Before running multivariate GWAS we need to prepare the summary statistics so that the same allele is the reference allele across SNPs and contributing cohorts. This preparation is performed by the sumstats function, which transforms the SNP effect sizes and SEs such that they are scaled relative to unit-variance scaled phenotypes. The Genomic SEM sumstats function then takes the scaled effect sizes and SEs and combined them into a single listwise deleted file. For a more detailed explanation on the sumstats check out the tutorial in the Genomic SEM wiki.

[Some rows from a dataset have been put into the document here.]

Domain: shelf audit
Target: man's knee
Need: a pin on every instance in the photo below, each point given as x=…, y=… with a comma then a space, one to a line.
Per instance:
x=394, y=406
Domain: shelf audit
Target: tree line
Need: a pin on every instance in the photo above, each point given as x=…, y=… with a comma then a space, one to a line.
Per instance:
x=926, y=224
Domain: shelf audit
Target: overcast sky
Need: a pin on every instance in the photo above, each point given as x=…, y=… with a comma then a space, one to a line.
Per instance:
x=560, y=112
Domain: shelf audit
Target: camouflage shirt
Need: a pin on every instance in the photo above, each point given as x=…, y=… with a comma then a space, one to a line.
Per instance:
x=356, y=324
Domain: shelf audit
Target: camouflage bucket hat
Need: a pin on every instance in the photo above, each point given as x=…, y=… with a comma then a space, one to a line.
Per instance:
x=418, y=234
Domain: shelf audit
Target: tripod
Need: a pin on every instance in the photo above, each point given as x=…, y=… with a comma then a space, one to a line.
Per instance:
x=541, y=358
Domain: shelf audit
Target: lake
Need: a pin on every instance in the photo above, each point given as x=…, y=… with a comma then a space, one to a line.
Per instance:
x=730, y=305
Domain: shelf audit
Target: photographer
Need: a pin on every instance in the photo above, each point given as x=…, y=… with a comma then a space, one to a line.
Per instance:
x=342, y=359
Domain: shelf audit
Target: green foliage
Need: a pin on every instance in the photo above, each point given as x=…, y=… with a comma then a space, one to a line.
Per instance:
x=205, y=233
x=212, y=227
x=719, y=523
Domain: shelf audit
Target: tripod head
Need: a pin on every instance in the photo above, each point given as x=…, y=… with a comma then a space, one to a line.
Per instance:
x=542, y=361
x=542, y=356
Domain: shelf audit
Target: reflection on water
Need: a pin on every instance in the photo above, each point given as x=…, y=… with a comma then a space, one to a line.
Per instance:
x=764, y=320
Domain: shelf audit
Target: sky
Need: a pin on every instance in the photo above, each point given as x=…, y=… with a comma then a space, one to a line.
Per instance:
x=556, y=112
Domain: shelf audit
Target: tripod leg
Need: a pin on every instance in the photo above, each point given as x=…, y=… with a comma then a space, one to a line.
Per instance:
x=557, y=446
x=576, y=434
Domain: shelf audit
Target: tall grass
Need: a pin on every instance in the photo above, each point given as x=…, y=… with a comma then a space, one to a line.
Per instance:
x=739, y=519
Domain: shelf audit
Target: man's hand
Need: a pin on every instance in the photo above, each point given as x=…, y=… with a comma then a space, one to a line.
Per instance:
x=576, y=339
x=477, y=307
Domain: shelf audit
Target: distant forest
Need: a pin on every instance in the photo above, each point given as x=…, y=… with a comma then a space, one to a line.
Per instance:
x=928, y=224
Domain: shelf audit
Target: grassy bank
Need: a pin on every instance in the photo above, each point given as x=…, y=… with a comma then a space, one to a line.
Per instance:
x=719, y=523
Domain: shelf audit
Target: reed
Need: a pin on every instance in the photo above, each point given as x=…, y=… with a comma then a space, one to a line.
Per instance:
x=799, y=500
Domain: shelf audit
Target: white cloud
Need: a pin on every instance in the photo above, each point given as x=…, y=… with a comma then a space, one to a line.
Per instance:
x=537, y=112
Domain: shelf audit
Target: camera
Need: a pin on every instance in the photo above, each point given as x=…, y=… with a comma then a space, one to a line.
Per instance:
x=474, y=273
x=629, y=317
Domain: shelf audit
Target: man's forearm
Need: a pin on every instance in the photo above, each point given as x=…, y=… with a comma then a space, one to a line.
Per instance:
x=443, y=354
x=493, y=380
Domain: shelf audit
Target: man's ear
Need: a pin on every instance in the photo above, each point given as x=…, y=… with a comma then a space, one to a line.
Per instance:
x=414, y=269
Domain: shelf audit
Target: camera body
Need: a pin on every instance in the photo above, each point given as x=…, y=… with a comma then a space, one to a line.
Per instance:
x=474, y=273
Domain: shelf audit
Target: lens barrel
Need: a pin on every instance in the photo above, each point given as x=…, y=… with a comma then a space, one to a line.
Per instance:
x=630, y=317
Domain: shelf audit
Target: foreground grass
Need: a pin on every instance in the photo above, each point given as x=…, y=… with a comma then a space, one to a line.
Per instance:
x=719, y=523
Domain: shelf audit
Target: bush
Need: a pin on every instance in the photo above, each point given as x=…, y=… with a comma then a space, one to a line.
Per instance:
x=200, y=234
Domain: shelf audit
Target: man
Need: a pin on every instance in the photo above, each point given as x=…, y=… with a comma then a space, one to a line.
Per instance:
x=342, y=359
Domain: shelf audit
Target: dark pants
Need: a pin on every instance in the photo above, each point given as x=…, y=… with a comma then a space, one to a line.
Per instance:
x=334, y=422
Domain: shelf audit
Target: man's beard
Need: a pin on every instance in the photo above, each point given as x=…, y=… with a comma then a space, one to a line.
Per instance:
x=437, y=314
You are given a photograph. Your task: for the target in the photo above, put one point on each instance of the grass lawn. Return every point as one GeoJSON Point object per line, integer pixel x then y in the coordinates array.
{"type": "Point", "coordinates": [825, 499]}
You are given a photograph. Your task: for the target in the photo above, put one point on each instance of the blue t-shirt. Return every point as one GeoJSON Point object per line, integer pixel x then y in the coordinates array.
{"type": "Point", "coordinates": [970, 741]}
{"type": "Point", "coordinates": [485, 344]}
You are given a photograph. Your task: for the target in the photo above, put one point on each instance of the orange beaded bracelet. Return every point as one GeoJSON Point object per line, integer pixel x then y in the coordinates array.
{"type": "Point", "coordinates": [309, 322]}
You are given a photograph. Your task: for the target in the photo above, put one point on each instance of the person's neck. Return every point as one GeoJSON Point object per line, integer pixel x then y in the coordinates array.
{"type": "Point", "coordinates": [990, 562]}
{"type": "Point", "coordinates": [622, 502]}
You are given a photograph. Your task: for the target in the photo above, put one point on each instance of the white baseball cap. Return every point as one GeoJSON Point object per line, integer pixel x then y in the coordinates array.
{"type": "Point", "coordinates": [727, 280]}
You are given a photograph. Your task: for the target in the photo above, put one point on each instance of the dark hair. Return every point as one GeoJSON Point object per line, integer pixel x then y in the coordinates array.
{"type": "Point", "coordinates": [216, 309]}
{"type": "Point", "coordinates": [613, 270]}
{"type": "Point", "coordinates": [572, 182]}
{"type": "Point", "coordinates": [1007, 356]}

#Prepare sumstats for multivariate GWAS
#Define original sumstats file names
files=c("Kunkle_etal_Stage1_results.txt", "1_UKB_AD_maternal_GWAXbetas.txt", "2_UKB_AD_paternal_GWAXbetas.txt")
#1000 Genomes based allele frequency reference file
ref= "reference.1000G.maf.0.005.txt"
#Trait names !!! These should match those previously used for LDSC
trait.names=c("AD_IGAP_II","AD_UKB_Maternal","AD_UKB_Paternal")
#In this case the effect sizes are logistic betas and SEs, make sure to check this
se.logit=c(T,T,T)
#Filter SNPs with info scores < .6
info.filter=.6
#Filter SNPs with MAF < .01
maf.filter=0.01
#Run sumstats function
AD_sumstats <- sumstats(files=files,ref=ref,trait.names=trait.names,se.logit=se.logit,
info.filter=info.filter,maf.filter=maf.filter,keep.indel=FALSE,parallel=FALSE,cores=NULL)
#Write sumstats file ready for common factor GWAS
write.table(AD_sumstats, file = "AD_GWAX_SUMSTATS_Sept2021.txt",
quote = F, row.names = F, col.names = T)
The next step is to combine the output from the sumstats function with the LDSC output in order to run the multivariate GWAS relaxed model of Direct GWAS and proxy GWAX incopoprating individual SNP effects. To do so, we first define the model syntax for the model (see path diagram in Figure 1 above), and then run the userGWAS function:
model<-"AD =~ 1*AD_IGAP_II + AD_UKB_Maternal + AD_UKB_Paternal
AD~start(0.0001)*SNP"
#Specify what parts of the model you want to save
sub<-"AD~SNP"
#Run the multivariate GWAS using parallel processing
AD_output <- userGWAS(covstruc=LDSCoutput,SNPs=AD_sumstats,model=model,
estimation = "DWLS",sub=sub,printwarn = TRUE,smooth_check=TRUE,parallel = T,cores = 100)
#Save the output
write.csv(AD_output, file = "AD_output_sumstats.csv")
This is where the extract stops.